Toutefois, les élus et les différents spécialistes notent de fortes disparités entre les États membres dans leur accompagnement.
Seules la France, la Pologne, la Roumanie et la Finlande ont activé le soutien couplé facultatif pour le chanvre, une aide spécifique de la PAC destinée à des cultures en difficulté ou d’importance économique.
« Le soutien couplé facultatif a permis d’augmenter la production qui s’est stabilisée autour de 33 000 hectares en 2021 », précise Michael Pielke, représentant de la DG Agri à la Commission européenne en s’appuyant sur les dernières données de l’UE (Eurostat).
« D’une façon générale, nous voyons que les États membres conservent le statu quo en termes de soutien », tempère-t-il.
De son côté, l’eurodéputé allemand Martin Häusling appelle à un renforcement des aides du deuxième pilier de la PAC, destinées à l’investissement dans les équipements pour l’installation, le stockage et la transformation du chanvre industriel.
« 33 000 hectares ce n’est rien, c’est une niche. Nous gaspillons un potentiel énorme dans l’agriculture », déplore le député Vert.
Le chanvre offre pourtant un potentiel important pour les cultivateurs, selon l’économiste Marco Fugazza.

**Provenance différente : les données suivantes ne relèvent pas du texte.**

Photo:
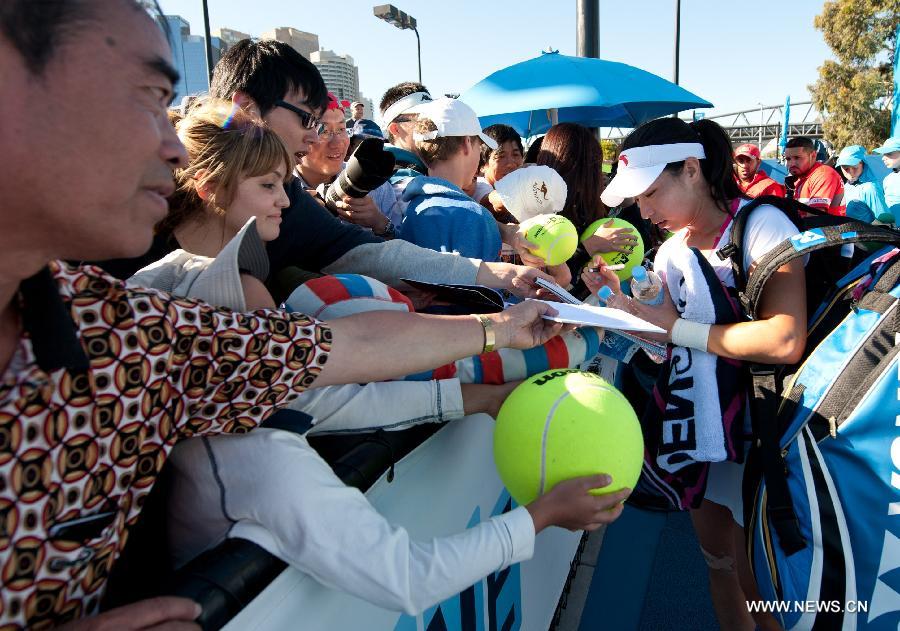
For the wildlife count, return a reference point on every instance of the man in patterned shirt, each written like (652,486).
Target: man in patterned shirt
(98,382)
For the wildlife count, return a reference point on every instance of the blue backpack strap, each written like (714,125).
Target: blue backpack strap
(800,245)
(764,420)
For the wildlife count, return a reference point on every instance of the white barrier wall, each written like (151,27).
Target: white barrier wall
(445,485)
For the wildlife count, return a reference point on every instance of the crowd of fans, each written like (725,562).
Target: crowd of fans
(173,276)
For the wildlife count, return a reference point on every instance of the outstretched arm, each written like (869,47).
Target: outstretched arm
(382,345)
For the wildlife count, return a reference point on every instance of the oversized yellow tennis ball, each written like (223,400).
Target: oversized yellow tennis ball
(562,424)
(629,259)
(555,237)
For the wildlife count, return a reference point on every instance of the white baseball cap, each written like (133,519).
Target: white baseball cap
(403,106)
(213,280)
(640,166)
(532,190)
(452,117)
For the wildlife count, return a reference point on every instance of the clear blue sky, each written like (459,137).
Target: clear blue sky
(732,54)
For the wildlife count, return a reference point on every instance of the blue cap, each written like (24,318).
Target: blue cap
(366,128)
(604,293)
(851,156)
(890,145)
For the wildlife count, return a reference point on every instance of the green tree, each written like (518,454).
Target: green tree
(853,93)
(610,149)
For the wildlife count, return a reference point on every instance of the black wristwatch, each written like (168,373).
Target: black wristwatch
(388,233)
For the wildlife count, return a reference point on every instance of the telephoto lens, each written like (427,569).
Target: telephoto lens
(369,167)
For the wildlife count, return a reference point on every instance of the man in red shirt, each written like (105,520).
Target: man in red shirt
(810,181)
(750,179)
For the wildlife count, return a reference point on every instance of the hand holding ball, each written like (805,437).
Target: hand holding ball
(555,237)
(562,424)
(628,259)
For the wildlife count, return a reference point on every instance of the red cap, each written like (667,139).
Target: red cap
(747,149)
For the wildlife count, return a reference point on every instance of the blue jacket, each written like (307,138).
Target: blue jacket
(864,198)
(441,217)
(892,193)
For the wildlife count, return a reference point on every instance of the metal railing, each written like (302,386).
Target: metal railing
(758,124)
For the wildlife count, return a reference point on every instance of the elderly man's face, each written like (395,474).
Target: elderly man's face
(799,160)
(89,150)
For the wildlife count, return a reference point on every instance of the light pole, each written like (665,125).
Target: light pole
(761,124)
(209,63)
(394,16)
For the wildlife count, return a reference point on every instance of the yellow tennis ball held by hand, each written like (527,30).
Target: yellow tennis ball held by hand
(628,259)
(561,424)
(555,237)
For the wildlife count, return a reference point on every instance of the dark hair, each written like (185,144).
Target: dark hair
(801,142)
(717,167)
(441,148)
(37,28)
(533,149)
(500,133)
(267,70)
(397,92)
(575,153)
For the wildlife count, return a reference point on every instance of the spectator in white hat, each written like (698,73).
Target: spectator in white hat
(439,214)
(398,121)
(357,111)
(496,163)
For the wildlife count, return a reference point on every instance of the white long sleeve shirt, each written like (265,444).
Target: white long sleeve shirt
(272,488)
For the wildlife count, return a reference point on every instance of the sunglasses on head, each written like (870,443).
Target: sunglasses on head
(308,120)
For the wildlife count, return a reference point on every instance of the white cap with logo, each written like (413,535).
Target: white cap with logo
(452,117)
(531,191)
(640,166)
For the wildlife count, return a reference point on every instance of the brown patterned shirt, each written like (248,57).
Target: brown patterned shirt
(102,384)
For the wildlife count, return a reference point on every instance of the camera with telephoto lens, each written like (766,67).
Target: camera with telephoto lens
(369,167)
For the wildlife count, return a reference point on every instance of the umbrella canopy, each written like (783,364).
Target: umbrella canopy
(593,92)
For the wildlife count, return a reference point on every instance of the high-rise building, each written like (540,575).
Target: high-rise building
(339,72)
(189,52)
(229,37)
(301,41)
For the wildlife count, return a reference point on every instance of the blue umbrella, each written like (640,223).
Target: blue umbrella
(895,115)
(530,96)
(785,125)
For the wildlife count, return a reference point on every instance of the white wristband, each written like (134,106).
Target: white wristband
(690,334)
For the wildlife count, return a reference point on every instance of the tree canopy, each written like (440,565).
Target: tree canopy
(853,93)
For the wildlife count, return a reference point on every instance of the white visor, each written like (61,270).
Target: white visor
(640,166)
(403,105)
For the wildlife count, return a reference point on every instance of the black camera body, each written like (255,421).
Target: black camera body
(369,167)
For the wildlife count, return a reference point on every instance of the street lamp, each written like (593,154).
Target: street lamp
(761,124)
(394,16)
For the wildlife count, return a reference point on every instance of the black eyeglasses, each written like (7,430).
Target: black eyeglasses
(306,119)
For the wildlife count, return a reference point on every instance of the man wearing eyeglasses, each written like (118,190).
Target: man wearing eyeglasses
(398,123)
(274,81)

En effet, « les chiffres vont être multipliés par 4 à l’avenir, pour atteindre 20 milliards de dollars américains d’ici à 2027, avec des taux de croissance qui dépasseront 20 % pour toutes les utilisations du chanvre. »

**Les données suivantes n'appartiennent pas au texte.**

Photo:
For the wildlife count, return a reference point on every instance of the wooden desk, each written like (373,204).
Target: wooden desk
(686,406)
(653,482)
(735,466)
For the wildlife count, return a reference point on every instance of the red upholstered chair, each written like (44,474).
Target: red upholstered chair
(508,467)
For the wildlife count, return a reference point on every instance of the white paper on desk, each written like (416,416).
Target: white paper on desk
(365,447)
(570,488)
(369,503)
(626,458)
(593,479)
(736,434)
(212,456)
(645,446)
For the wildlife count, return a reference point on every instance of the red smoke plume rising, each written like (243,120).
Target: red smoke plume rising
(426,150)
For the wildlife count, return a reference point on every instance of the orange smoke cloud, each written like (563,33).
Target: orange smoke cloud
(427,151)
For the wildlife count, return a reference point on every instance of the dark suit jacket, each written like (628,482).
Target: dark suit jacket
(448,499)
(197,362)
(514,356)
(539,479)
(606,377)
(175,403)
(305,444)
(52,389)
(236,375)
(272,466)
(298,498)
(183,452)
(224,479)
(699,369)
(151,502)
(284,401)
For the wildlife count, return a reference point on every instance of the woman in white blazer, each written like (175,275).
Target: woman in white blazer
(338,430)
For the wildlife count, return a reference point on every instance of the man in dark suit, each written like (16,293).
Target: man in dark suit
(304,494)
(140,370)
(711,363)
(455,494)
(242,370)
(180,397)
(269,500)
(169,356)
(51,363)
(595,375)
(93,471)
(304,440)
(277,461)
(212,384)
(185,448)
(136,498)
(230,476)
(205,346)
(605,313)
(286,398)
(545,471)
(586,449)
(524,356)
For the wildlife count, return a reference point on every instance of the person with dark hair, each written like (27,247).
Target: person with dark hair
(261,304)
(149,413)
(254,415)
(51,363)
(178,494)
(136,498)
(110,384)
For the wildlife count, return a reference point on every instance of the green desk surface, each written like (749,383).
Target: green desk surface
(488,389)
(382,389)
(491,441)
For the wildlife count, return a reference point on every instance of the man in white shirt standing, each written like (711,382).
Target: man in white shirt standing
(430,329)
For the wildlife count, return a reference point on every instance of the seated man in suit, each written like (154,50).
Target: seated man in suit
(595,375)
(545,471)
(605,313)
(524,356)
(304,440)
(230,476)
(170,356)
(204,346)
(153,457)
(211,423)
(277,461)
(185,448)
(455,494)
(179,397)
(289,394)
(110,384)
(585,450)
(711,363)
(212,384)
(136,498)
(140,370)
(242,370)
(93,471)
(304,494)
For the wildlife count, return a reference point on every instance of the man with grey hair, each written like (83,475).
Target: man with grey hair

Avant de prévenir : « les autres grands pays investissent de plus en plus, afin de consolider leur production et suivre notre exemple. Il s’agit de ne pas prendre de retard. »

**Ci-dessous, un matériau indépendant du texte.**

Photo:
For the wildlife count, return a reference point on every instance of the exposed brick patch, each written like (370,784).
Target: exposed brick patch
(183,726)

Parmi les principaux leviers évoqués : l’harmonisation des législations, pour pouvoir notamment exploiter la plante dans sa totalité, de la graine à la fleur, en passant par les feuilles et la tige.
Or, certains pays comme les Pays-Bas interdisent l’exploitation de la fleur et des feuilles, malgré l’arrêt de la Cour de justice européenne (CJUE), qui a jugé en 2020 qu’aucun État membre ne pouvait interdire l’utilisation de ces composés. Une décision qui a poussé la France à revenir sur son arrêté prohibant la commercialisation des fleurs de CBD.
« L’exploitation de toutes les parties de la plante est la seule approche qui puisse vraiment permettre de profiter de tous les bénéfices du chanvre, en termes agronomiques, mais aussi environnementaux », précise Marco Fugazza.
Ces cultures sont en effet de puissants pièges à carbone. À titre de comparaison, un hectare de chanvre absorbe plus de CO2 qu’un hectare de forêt. Selon l’économiste, le fait de brûler les feuilles et les fleurs comme le font les Pays-Bas diminuerait ces effets positifs, voire les annulerait.
Les bénéfices environnementaux, mais aussi agronomiques — faible besoin en produits phytosanitaires, résistance aux sécheresses, croissance rapide — font de cette culture un outil intéressant pour répondre aux ambitions du Pacte vert pour l’Europe.
« Cette culture correspond tout à fait à notre philosophie », souligne le représentant de la Commission Michael Pielke.
Quelques voix ont enfin alerté sur les barrières psychologiques qui freinent toujours le développement du secteur. Pour le député Martin Osling, « le chanvre est encore beaucoup associé à une drogue, il faut mettre fin à ce débat. »
Et M. Pielke de nuancer : « Le chanvre présente des risques. Si le législateur a relevé le taux de THC autorisé dans la nouvelle PAC, et mis à disposition des outils pour soutenir le secteur, la Commission et les États membres restent déterminés à rester dans le cadre des Nations Unies sur les drogues, car c’est dans ce cadre que fonctionne la PAC. »
La Convention unique sur les stupéfiants de l’ONU signée en 1961 considère comme nocives certaines parties du chanvre (la fleur et le fruit). Sauf s’ils contiennent moins de 3 % de THC conformément aux nouvelles réglementations européennes.